There are growing signs of wobbling in a labor market that has held steady even as it cools, and analysts are already looking ahead to the next tranche of data.
“The would-be stillness of this report is not a good indication of what might be still to come,” Bankrate Senior Economic Analyst Mark Hamrick said in a statement about the Friday jobs report. “In the wake of the tariffs decision, there’s been an earthquake, and we await the arrival of the economic equivalent of the tsunami waves coming ashore.”

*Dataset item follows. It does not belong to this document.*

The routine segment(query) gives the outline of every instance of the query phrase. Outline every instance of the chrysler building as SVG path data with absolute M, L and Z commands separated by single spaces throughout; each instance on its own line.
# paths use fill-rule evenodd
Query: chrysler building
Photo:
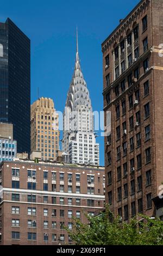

The slight rise in unemployment last month likely reflects people heading back into the workforce in search of jobs. The labor force participation rate ticked up slightly as well, to 62.5%. But the March numbers also showed average hourly wage growth slowed, and temporary layoffs eased while permanent job losses inched higher.
Private-sector hiring continued to chug along, according to figures released this week by payroll processor ADP. But they, too, showed a slowdown in pay growth, with the average raises earned by people changing jobs hitting a low not seen since September. And a separate BLS release this week found that while layoffs have remained subdued, so has hiring.
“Next month is when hard data is likely to start showing signs of what soft data has already been signalling,” Seema Shah, chief global strategist at Principal Asset Management, wrote in a note to clients Friday morning.
Data published Thursday by the jobs and career consultancy Challenger, Gray & Christmas singled out Elon Musk’s Department of Government Efficiency as responsible for over 216,000 announced reductions in the federal workforce in March.
“The market needed today’s number,” Shah wrote. “Everyone knows that economic weakness is coming, but at least we can be reassured that the labor market was robust coming into this policy-driven shock.”